The special relationship between camellia flowers and white‑eyes
Signs of damage on Japanese Camellia flowers turned out to be evidence of their vital role in the survival of the Mountain White-eye. Discover more about the interaction between these two beautiful species.
For the past two years, like many of you, I have refrained from going out unnecessarily due to the COVID-19 pandemic. Since I could not go out to photograph wild birds, I spent about two weeks from January to February 2021 photographing Mountain White-eyes Zosterops japonicus flying over the Japanese Camellia flowers at the Imperial Palace. Today, I would like to show you some of the photos I was able to take at that time.
At this time of year, white-eyes fly to plum and camellia flowers in search of nectar. I have photographed white-eyes perched on plum blossoms and cherry blossoms before, but this is the first time, including my exhibition, that I have photographed a white-eye with camellia flowers. The reason for this is that camellia flowers often have blemishes that cannot be seen from a distance, and although I have tried several times, I have never been able to take a photograph that I am satisfied with.
So this time, I checked the camellia flowers with binoculars before the white-eyes arrived, and selected beautiful flowers where I thought the white-eyes might perch. Unfortunately, the white-eyes didn’t stop at any of the flowers I had selected – probably because they thought they didn’t have enough nectar. However, I paid attention to the condition of the petals, and as I repeatedly observed and photographed the flowers from sunrise to 11 a.m. every few days, I noticed something interesting.
It is normal for a flower to fade and for its petals to be damaged over time, but many camellia flowers are brown and damaged from the time they bloom on the tree. I had always thought that this was simply because camellia petals are weak and easily damaged, but in fact this was not the case. Also, as I was examining the damage to the flowers, I noticed that for some reason the damage was concentrated on the lower petals of the camellias.
Since white-eyes are very small birds, they perch on the petals of large camellia flowers to drink nectar. As I observed them, I noticed that they often perch on the lower petals, perhaps because it is easier for them to keep their balance, and their long, sharp talons dig into the petals. You can see this in the photo. In other words, the brown scars often seen on camellia flowers are the scars made by white-eyes while drinking nectar.

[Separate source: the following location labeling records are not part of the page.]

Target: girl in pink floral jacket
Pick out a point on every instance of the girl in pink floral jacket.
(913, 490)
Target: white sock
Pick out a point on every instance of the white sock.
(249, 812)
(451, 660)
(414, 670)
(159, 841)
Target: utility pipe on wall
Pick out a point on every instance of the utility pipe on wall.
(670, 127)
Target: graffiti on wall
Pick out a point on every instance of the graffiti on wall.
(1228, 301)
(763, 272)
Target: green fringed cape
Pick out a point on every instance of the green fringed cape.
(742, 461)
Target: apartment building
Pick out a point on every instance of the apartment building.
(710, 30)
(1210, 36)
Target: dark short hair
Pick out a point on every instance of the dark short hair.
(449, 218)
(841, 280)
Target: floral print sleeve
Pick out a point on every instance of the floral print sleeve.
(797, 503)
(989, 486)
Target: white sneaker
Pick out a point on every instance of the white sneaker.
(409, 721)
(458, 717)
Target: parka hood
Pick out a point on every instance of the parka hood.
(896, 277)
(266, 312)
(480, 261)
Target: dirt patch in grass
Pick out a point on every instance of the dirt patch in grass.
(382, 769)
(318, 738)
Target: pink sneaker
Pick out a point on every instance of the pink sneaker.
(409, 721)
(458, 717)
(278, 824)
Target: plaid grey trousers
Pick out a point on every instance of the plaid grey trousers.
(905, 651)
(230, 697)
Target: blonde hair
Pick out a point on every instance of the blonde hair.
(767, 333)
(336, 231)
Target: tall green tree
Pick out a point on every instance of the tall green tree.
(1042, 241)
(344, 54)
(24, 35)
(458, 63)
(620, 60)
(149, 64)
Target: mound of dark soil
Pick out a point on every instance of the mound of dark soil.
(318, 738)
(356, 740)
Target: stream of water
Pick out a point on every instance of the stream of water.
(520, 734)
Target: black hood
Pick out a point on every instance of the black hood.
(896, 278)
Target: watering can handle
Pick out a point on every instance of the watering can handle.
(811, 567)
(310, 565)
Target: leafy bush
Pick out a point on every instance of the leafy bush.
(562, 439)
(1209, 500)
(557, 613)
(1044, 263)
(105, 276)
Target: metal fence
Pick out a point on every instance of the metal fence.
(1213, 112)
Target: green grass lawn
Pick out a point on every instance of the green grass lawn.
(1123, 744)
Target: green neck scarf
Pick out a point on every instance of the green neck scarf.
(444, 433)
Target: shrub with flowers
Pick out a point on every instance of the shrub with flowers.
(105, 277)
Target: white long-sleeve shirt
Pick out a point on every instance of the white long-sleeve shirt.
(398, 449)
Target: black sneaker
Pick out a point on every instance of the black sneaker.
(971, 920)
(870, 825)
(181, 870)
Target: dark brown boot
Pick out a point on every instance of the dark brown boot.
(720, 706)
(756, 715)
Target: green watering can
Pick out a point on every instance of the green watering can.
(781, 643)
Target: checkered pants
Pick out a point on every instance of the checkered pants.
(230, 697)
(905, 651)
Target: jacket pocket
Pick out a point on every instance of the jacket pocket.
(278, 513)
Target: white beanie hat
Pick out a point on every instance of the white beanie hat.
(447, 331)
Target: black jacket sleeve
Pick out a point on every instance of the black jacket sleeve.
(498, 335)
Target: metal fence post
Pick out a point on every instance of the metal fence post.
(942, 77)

Originally published in “Through the Lens” Fujingahou Magazine, February, 2022
Photos and text by HIH Princess Takamado
English translation: BirdLife International Tokyo
Camellia flowers bloom when the weather is still cold. At this time of year, insects are not very active, so camellia flowers have to rely on birds for pollination. In order for camellia flowers to be pollinated by birds, the birds need to be guided to the stamens located in the centre of the flower. Camellia flowers have a structure in which all the petals and stamens are connected, so birds cannot push between the petals to drink the nectar. Instead, they have to stick their heads into front of the flower to do so.
I often see white-eyes and Brown-eared Bulbuls Hypsipetes amaurotis with yellow pollen on their heads and faces, so I can say that the camellia strategy is working. Incidentally, camellia flowers are said to be bad luck because the whole head of the flower falls off at once, almost as if it is a traitor that has been beheaded by a sword. However, if we keep in mind the evolutionary reason behind its fused petals, we can redeem the honour of this flower, which has been loved as an auspicious species since ancient times.

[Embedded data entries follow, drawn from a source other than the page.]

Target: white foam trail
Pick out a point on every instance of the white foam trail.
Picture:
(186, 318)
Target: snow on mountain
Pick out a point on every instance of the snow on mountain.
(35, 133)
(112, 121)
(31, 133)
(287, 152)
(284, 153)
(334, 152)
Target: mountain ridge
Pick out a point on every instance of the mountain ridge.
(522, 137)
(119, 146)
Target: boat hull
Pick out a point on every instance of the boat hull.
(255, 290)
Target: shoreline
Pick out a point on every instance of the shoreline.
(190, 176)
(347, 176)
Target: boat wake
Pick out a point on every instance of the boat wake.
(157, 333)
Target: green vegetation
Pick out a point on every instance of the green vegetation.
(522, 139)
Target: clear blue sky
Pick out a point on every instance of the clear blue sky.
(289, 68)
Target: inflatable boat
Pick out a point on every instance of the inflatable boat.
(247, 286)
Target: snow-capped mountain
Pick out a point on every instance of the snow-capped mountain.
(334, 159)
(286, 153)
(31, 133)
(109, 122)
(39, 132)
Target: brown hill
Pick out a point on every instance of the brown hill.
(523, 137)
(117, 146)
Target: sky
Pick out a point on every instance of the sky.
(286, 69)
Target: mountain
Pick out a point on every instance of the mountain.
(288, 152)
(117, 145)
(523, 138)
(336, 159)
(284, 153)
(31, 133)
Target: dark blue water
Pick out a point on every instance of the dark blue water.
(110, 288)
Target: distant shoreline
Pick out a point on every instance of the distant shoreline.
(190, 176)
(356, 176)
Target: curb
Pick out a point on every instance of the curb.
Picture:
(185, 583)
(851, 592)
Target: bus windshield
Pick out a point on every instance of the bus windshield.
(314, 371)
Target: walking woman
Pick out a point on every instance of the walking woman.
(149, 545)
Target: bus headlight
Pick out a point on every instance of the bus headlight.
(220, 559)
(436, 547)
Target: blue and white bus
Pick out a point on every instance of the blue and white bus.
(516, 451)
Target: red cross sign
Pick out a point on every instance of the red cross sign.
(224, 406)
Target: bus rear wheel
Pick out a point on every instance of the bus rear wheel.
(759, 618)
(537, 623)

Camellia flowers bloom in the cold season, which is a blessing for the white-eyes that like to feed on the nectar of the flowers. While observing them, I noticed that they prefer red or dark pink flowers to white ones. The reason for their preference for bright colours may be that they are easier to spot from a distance. Also, the only birds that perch on camellia petals are white-eyes – I wonder if camellia flowers have evolved to have petals that can withstand the weight of white-eyes in order to be pollinated? My curiosity is endless.
The scratches that I used to think of as “dirty” are actually valuable evidence of the special relationship between camellia flowers and white-eyes. When I observe them with this in mind, I’ve started to feel they are even more adorable. If it were not restricted by the COVID-19 pandemic, I wouldn’t have stood in front of the camellia tree for days with my camera at the ready. And as a result of my persistence, I was able to take pictures and share them with you. I believe that the joy and satisfaction of noticing something through observation is very good for one’s mental health. I would like to keep my mind flexible and continue observing wild birds in this way.